Religion and Public Life in the Middle Atlantic Region

Religion and Public Life in the Middle Atlantic Region
Author: Randall Herbert Balmer,Mark Silk
Publsiher: Rowman Altamira
Total Pages: 188
Release: 2006
Genre: History
ISBN: 0759106371

Download Religion and Public Life in the Middle Atlantic Region Book in PDF, Epub and Kindle

An overview of public religion in Delaware, Maryland, New York, New Jersey, Pennsylvania, and Washington DC.

Gods in America

Gods in America
Author: Charles L. Cohen,Ronald L. Numbers
Publsiher: Oxford University Press, USA
Total Pages: 406
Release: 2013-09-19
Genre: History
ISBN: 9780199931927

Download Gods in America Book in PDF, Epub and Kindle

Religious pluralism has characterized America almost from its seventeenth-century inception, but the past half century or so has witnessed wholesale changes in the religious landscape. Gods in America brings together leading scholars from a variety of disciplines to explain the historical roots of these phenomena and assess their impact on modern American society.
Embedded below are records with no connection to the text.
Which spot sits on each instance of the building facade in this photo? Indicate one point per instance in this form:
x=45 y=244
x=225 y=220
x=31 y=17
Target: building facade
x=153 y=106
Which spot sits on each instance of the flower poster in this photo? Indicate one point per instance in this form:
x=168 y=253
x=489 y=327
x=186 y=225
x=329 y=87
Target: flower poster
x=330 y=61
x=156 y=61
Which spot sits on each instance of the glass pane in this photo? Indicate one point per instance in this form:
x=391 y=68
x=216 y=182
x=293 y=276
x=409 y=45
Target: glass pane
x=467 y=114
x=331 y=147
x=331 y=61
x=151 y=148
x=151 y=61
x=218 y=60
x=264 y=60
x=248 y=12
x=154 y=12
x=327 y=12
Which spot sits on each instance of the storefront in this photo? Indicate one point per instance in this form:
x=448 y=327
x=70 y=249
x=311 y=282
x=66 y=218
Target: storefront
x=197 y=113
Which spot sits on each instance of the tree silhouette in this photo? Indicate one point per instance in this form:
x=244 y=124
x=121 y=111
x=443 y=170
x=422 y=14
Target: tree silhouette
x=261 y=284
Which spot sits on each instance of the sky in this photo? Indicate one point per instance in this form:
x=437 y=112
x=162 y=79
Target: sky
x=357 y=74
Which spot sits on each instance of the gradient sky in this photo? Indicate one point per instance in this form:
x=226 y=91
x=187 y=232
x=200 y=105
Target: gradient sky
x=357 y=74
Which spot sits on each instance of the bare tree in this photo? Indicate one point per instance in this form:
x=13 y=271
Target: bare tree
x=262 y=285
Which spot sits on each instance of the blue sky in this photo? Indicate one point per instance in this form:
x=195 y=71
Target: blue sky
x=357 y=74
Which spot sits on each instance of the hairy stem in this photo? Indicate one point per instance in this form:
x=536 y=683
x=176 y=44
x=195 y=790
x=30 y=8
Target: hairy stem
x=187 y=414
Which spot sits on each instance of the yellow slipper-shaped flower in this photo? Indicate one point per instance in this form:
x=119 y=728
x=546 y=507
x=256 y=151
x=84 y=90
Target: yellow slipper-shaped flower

Religion and Public Life in the Mountain West

Religion and Public Life in the Mountain West
Author: Mark Silk,Jan Shipps
Publsiher: Rowman Altamira
Total Pages: 171
Release: 2004-05-26
Genre: Religion
ISBN: 9780759115590

Download Religion and Public Life in the Mountain West Book in PDF, Epub and Kindle

Huge mountain ranges and vast uninhabited areas characterize the Mountain West. The region is home to several dense urban centers, but there is enough space between cities for three very distinct religious cultures to develop. Arizona and New Mexico's religious public life is still dominated by the Catholic church which was in place three centuries before these areas became U.S. states. Mormons came to Utah and Idaho in the 19th century to set up their own church-state and only later were admitted to the Union. Religious minorities from Native Americans to 'mainstream' Protestants must contend with these religious establishments. In the third subregion of Colorado, Wyoming, and Montana no one religious body dominates and many inhabitants claim no religious affiliation at all. Religion and Public Life in the Mountain West explores these three distinct religious regions but then goes on to see how they work together and what they have in common.